List, Dict, and Set Comprehensions
Comprehensions let you build collections from existing data in a single, readable line. They replace verbose for loops with expressions that are both cleaner and faster. Once you see how they work, you’ll reach for them constantly.
This tutorial covers list comprehensions first since they’re the most common, then shows how the same pattern applies to dictionaries and sets.
List Comprehensions
A list comprehension creates a new list by transforming or filtering an existing iterable. The basic syntax has three parts: the expression, the iteration, and an optional condition.
# Traditional for loop
squares = []
for x in range(10):
squares.append(x ** 2)
# List comprehension — same result, fewer lines
squares = [x ** 2 for x in range(10)]
print(squares)
# [0, 1, 4, 9, 16, 25, 36, 49, 64, 81]
Read it left to right: “x squared, for each x in range(10).” That reading direction matches how Python evaluates the comprehension.

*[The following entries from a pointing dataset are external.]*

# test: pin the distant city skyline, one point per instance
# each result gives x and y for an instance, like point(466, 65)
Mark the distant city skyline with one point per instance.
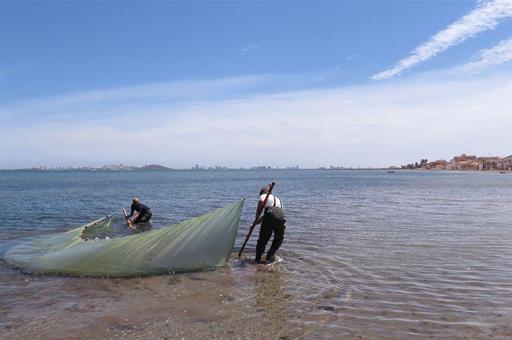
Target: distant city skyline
point(355, 84)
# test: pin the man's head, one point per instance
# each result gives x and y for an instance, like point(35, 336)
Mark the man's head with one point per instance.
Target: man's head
point(264, 190)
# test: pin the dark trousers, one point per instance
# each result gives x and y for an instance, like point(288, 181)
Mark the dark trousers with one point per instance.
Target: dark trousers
point(144, 218)
point(267, 228)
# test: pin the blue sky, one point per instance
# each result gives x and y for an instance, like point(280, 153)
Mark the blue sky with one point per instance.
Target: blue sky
point(335, 82)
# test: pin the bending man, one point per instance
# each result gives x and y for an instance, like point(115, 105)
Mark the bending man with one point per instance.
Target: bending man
point(142, 213)
point(273, 221)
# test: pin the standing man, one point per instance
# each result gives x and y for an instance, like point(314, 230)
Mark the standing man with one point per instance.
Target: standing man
point(273, 221)
point(142, 213)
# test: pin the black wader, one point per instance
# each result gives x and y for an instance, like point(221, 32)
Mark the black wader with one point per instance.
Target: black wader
point(273, 222)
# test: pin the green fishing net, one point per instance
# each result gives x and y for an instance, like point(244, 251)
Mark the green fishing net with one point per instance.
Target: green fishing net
point(203, 242)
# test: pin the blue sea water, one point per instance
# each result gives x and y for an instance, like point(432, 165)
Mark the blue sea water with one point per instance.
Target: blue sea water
point(369, 253)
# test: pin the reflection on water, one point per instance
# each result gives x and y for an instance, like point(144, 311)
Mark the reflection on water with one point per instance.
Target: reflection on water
point(377, 254)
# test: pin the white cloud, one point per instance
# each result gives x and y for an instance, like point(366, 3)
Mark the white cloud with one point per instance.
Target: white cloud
point(373, 125)
point(249, 48)
point(485, 17)
point(486, 58)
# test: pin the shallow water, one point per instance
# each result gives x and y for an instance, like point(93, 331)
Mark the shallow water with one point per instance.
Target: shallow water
point(367, 254)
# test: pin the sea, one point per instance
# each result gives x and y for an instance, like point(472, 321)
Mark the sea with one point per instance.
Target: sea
point(367, 254)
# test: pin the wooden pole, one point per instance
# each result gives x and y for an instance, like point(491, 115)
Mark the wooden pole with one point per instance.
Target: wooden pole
point(256, 219)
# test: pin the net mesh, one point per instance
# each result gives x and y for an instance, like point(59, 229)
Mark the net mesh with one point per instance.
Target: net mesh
point(203, 242)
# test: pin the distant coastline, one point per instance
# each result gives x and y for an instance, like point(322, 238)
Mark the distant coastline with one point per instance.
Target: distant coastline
point(462, 163)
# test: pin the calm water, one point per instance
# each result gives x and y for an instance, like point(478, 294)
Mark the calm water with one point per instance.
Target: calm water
point(367, 254)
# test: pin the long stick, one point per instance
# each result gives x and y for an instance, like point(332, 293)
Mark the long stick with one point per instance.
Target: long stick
point(256, 219)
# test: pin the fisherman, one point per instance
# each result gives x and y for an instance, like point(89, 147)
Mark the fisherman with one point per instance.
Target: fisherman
point(272, 221)
point(142, 213)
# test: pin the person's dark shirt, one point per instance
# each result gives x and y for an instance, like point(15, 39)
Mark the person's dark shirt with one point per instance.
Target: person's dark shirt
point(140, 208)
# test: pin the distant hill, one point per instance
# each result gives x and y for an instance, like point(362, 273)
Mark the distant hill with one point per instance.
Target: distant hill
point(154, 167)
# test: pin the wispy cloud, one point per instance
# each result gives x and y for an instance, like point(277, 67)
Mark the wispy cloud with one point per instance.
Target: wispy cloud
point(249, 48)
point(379, 124)
point(486, 16)
point(486, 58)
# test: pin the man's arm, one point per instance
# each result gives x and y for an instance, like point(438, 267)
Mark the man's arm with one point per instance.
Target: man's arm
point(259, 209)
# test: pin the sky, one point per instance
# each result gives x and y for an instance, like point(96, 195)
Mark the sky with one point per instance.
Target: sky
point(248, 83)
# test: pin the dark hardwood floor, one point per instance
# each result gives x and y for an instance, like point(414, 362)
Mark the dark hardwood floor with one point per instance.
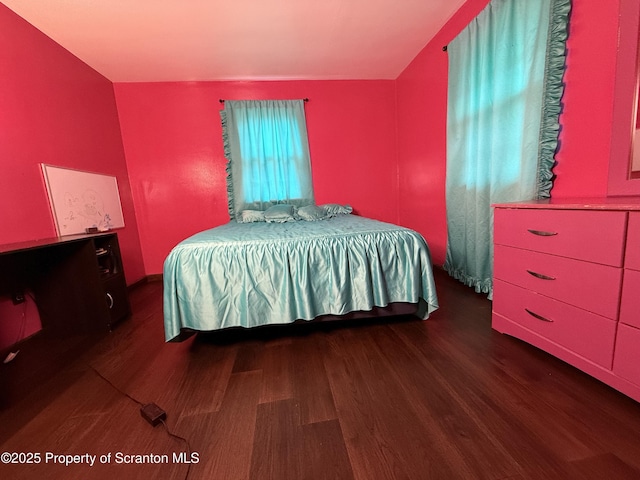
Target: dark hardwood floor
point(446, 398)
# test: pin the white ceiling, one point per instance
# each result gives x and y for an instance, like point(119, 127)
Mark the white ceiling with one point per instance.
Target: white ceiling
point(190, 40)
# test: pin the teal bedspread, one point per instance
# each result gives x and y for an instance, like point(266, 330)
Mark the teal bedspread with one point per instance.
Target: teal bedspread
point(250, 274)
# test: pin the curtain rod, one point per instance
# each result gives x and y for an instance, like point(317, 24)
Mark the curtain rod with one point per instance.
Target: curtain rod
point(304, 100)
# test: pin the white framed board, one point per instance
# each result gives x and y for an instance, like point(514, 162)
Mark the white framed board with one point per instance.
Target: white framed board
point(81, 200)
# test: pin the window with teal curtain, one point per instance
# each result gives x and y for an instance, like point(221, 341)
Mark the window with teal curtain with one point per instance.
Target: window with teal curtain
point(504, 100)
point(267, 149)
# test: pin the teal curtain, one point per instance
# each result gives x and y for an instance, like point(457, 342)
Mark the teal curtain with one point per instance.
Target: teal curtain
point(267, 149)
point(504, 101)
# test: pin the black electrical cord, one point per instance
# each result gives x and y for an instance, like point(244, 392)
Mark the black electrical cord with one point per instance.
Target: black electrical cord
point(169, 432)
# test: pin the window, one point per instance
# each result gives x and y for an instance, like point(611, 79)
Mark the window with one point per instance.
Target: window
point(267, 148)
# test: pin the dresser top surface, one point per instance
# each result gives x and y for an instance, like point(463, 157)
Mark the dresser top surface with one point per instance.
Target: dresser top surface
point(577, 203)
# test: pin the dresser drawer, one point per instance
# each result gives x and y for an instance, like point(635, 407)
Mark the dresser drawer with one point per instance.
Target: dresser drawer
point(585, 333)
point(632, 255)
point(627, 361)
point(630, 301)
point(590, 286)
point(595, 236)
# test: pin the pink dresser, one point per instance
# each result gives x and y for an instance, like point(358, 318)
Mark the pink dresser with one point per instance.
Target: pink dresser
point(567, 280)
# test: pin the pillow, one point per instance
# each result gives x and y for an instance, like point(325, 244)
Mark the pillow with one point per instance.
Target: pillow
point(333, 209)
point(312, 213)
point(280, 213)
point(248, 216)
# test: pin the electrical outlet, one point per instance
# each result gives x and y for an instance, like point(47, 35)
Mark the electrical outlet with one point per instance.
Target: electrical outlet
point(17, 298)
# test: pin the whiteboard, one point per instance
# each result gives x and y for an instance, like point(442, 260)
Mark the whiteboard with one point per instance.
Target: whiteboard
point(81, 200)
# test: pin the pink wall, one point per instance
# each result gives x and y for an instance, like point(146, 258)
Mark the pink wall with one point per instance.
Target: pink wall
point(173, 143)
point(583, 160)
point(53, 109)
point(56, 110)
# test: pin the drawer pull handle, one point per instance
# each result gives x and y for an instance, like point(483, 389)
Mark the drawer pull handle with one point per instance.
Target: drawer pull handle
point(538, 317)
point(540, 275)
point(542, 233)
point(110, 298)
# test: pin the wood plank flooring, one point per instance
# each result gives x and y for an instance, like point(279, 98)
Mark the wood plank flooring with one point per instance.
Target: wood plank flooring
point(447, 398)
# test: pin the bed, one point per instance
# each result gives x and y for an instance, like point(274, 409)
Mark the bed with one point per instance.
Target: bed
point(263, 273)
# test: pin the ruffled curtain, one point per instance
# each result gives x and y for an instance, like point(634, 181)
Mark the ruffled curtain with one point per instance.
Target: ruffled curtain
point(505, 89)
point(266, 145)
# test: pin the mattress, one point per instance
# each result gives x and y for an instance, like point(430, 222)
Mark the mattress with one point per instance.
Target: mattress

The expression on the left is applied to every element produced by the iteration on the right. This left-to-right flow is one reason comprehensions feel more natural than the equivalent for-loop once you get comfortable with the syntax.
Filtering with Conditions
An if clause at the end of a comprehension is a filter, keeping only the elements that satisfy the condition. The filtering happens during iteration rather than afterward, which means the comprehension never builds intermediate lists that get thrown away.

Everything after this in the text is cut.